This is a rather confusing user interface element:
eBay isn't the only site that does this. I've noticed that Amazon does this too.
It appears that this happens upon my session timing out, however I also notice that my session hasn't completely timed out. For instance, my name and postal code are still remembered as the calculated price including shipping is available when I browse through items. In this half-authenticated state, I can't add items to Watch List, bid, etc.
Is having this half-authenticated state a good idea? Can improvements be made to the greeting/sign in UI as indicated in the attached image?
In regards to the 'half-authenticated state' being a good idea or not, I believe that's mostly a security "feature" to prevent unauthorized users from mucking about in your account too much. Like if your kids jump onto your computer, you don't want them adding stuff to the cart and buying $347 worth of pool noodles for some unknowable reason. Being partially logged out after a while on these sites can be annoying for those of us who don't have to worry about other users, but I can see the need for such things to be implemented both to protect the user and the vendor.
As far as the UI element of having that confusing "Hi, Logged-In-Person... Sign in here!" thing; I can't imagine that being anything more than an oversight on somebody's part. As you said, it's just confusing to the user to have conflicting indicators as to whether or not you're currently logged in. An easy way to improve that, clarity-wise, is to change "Sign In" to "Sign Out", which would make it obvious which state you're currently in. Or just remove it completely; most of us are trained, these days, to click our usernames to find the submenu where we can fiddle with settings and whatnot, along with sign out of our account.
This is a common and effective pattern if done correctly. Essentially if there are a few sensitive actions and other less sensitive then delaying the authentication check may allow the user to perform low risk activity unhindered.
Examples of sites that do this well are:
Amazon: Browse and add products to your cart. Try to check out or view account / past orders though and an Auth check is performed.
Apple App Store: Browse apps, use the phone, use existing apps using just basic phone Auth. Try to install an app or change a security setting though and you get prompted for your iTunes or phone password.

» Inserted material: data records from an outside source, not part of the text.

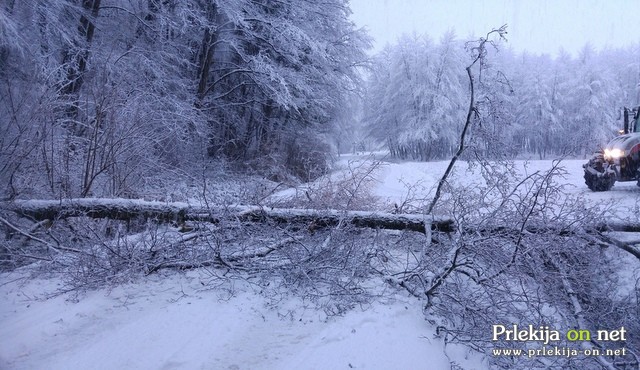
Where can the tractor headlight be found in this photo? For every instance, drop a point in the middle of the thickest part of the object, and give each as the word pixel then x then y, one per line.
pixel 613 153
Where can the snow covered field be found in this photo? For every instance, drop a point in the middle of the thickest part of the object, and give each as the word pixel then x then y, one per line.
pixel 181 321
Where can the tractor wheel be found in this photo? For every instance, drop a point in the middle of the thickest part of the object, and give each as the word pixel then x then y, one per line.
pixel 598 183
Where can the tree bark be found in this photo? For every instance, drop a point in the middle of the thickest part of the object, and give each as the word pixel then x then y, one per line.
pixel 127 209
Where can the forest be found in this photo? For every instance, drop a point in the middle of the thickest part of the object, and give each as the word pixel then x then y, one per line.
pixel 145 138
pixel 533 105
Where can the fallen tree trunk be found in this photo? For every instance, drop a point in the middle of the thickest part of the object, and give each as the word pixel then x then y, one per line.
pixel 128 209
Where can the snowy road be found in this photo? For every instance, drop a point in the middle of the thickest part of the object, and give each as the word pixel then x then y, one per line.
pixel 176 321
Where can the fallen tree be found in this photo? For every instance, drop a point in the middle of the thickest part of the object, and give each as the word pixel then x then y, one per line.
pixel 130 209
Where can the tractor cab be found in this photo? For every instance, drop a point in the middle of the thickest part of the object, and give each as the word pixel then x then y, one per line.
pixel 634 125
pixel 619 160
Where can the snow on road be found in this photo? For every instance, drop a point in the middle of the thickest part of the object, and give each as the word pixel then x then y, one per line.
pixel 174 322
pixel 177 321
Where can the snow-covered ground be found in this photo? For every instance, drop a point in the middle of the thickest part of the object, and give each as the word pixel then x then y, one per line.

eBay should probably get rid of the sign in link and if you try to perform a restricted action request you re-authenticate at that point. The reason eBay may not have done that is because bidding can be time sensitive so if placing a last minute bid not realising that you have to sign in could lose you an item.
To me, this user interface element reminds the user that he or she has a relationship with the website in question, even if the user is currently logged out of the site.
For example, I've used various travel-booking sites, and for some I might have an account, and with others I may have transacted as a "guest." What's more, booking travel is something I do infrequently, so it's hard to remember whether I have an account with a particular website. So if (say) Expedia greets me with a "Hi, Mark! Log in", my name inexorably draws my eye to that UI element, and it tells me that I have an account, and therefore a saved credit card, transaction history, reward points, and the like.
Basically, this pattern reminds the user of their relationship with the service and gets the ball rolling towards getting you logged back into the site. From the point of the view of the online service, it can entice the user into interacting with the site more meaningfully (i.e. in a logged-in state).
Many sites are adopting the partially logged in state when the site recognizes your email address or other account identifier. Maybe the user has not cleared cache and cookies and cache are still good, or maybe he's come from an email. The user is neither fully logged in/authenticated NOR are you logged out.
The "Hi Vincent, Sign In" indicates you are in the partial logged in state-- only your email address or other identifier is recognized. You will probably notice there is an option to log out, which would switch to "Hello. Sign in" at least in the Amazon example.
To access private parts of your user profile, make purchases etc, the user would need to log into to full authentication. As others mentioned the pattern serves as a global indicator that he needs to log in to access sensitive information.
The benefits of this state is that the site can be personalized based on your recent clickstream, providing you recommendations, and store that info in the cookie or in HTML5 local storage. We know users pogo around on websites, and this allows for a more seamless experience as you come back to the site.
The pitfall is it doesn't solve user problems across browser or across device which is increasingly becoming how users use the web.